三千風の旅が観光的だと言うと不思議に思う人もいるだろう。確かに出立時の覚悟はすごい。「不惜身命」命を捧げる覚悟、今日を生きるという思いを胸に、山賊にあったら裸になって全部渡すし、殺すというなら命も差し出そう。船賃、宿代、茶代は決して値切るまい。このように神仏に誓った約束は全部で9か条。もし一つでも守れないなら旅は即刻中止だと心に決めた。出立前の句。

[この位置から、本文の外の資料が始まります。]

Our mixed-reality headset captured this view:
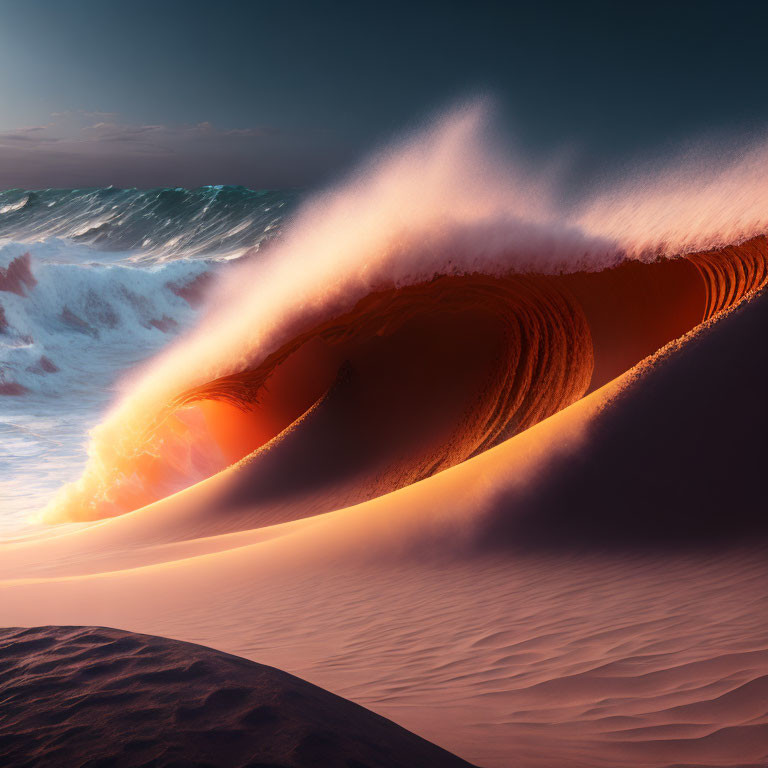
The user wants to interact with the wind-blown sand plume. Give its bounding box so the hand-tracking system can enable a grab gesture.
[0,103,768,768]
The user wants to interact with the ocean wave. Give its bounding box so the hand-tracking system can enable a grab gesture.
[0,186,297,258]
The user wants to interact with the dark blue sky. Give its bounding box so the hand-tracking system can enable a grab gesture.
[0,0,768,187]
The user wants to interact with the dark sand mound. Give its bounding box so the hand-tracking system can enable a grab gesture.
[0,627,469,768]
[488,280,768,548]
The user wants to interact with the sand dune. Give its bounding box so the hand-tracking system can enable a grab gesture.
[0,627,469,768]
[0,272,768,768]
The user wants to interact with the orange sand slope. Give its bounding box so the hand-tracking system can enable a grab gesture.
[0,266,768,768]
[0,627,469,768]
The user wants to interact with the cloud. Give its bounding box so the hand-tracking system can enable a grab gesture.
[0,110,276,155]
[0,110,338,189]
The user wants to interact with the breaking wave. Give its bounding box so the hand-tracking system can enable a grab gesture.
[40,104,768,521]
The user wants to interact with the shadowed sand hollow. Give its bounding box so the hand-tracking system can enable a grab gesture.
[0,238,768,768]
[0,627,476,768]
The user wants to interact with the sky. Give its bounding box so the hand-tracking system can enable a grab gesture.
[0,0,768,188]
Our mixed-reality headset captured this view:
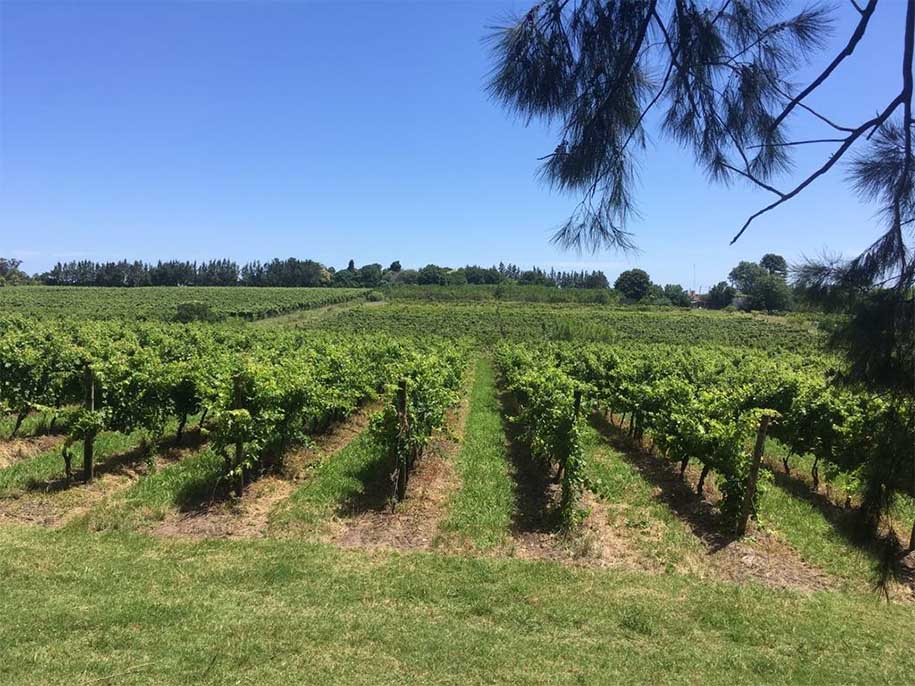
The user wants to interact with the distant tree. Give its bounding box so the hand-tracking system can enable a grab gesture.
[0,257,29,286]
[759,253,788,279]
[581,271,610,288]
[706,281,737,310]
[664,283,692,307]
[331,269,362,288]
[613,269,651,301]
[356,263,381,288]
[462,264,503,284]
[416,264,448,286]
[728,261,769,293]
[397,269,419,286]
[746,274,792,312]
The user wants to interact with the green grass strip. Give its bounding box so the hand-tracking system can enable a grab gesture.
[86,447,223,531]
[0,525,915,686]
[582,422,705,571]
[441,358,514,549]
[0,432,142,497]
[270,430,389,533]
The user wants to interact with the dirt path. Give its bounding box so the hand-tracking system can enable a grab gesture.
[325,367,474,550]
[0,433,201,528]
[597,414,839,590]
[149,401,381,539]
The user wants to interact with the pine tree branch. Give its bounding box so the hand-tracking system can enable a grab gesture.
[769,0,877,137]
[729,92,915,245]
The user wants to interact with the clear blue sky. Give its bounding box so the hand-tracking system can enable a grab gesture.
[0,0,903,287]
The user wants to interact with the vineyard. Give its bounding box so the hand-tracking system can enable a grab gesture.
[0,286,366,321]
[0,287,915,683]
[307,302,820,352]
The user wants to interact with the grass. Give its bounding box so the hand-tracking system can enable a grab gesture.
[0,525,915,686]
[581,422,705,571]
[759,441,911,588]
[441,357,514,549]
[0,408,72,440]
[270,431,387,533]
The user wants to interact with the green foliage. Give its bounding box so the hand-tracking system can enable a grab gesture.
[175,300,218,324]
[706,281,737,310]
[371,345,467,501]
[540,344,915,532]
[728,260,769,293]
[496,345,585,525]
[303,302,822,353]
[0,286,365,321]
[387,283,619,305]
[759,253,788,281]
[746,274,793,312]
[664,283,692,307]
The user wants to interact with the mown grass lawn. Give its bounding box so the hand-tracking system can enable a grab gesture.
[0,525,915,686]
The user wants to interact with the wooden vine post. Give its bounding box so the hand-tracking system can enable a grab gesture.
[232,374,245,498]
[83,366,95,483]
[394,379,410,501]
[737,414,772,536]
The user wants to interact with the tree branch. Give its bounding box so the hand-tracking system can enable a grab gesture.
[729,92,915,245]
[769,0,877,136]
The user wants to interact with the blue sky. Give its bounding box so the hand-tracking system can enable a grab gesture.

いさや霞 諸国一衣(イチエ)の 売僧坊(マイスボン)
〔意訳〕霞立つ春、さあ出立だ。私は諸国遍歴、着たきりスズメの堕落僧だ。
けふぞはや 見ぬ世の旅の 更衣(コロモガエ)
〔意訳〕今日という日がやってきた。未知の地、いやいやあの世への旅かもしれないが、さあ衣装を着替えて出立だ。
旅は辛いことも多いが、三千風の覚悟は決まっている。
無漏路(ムロジ)への 通手形(トオリテガタ)の 法語(ホウゴ)得て 有漏路(ウロジ)行脚の 関ぞ明(アキ)ぬる 『日本行脚文集』巻3
〔意訳〕仏に帰依することで煩悩から離脱するパスポートをもらったが、その境地に達するために、私は煩悩に充ち満ちた俗世を今日も旅するのだ。※有漏・無漏の漏は煩悩の意味。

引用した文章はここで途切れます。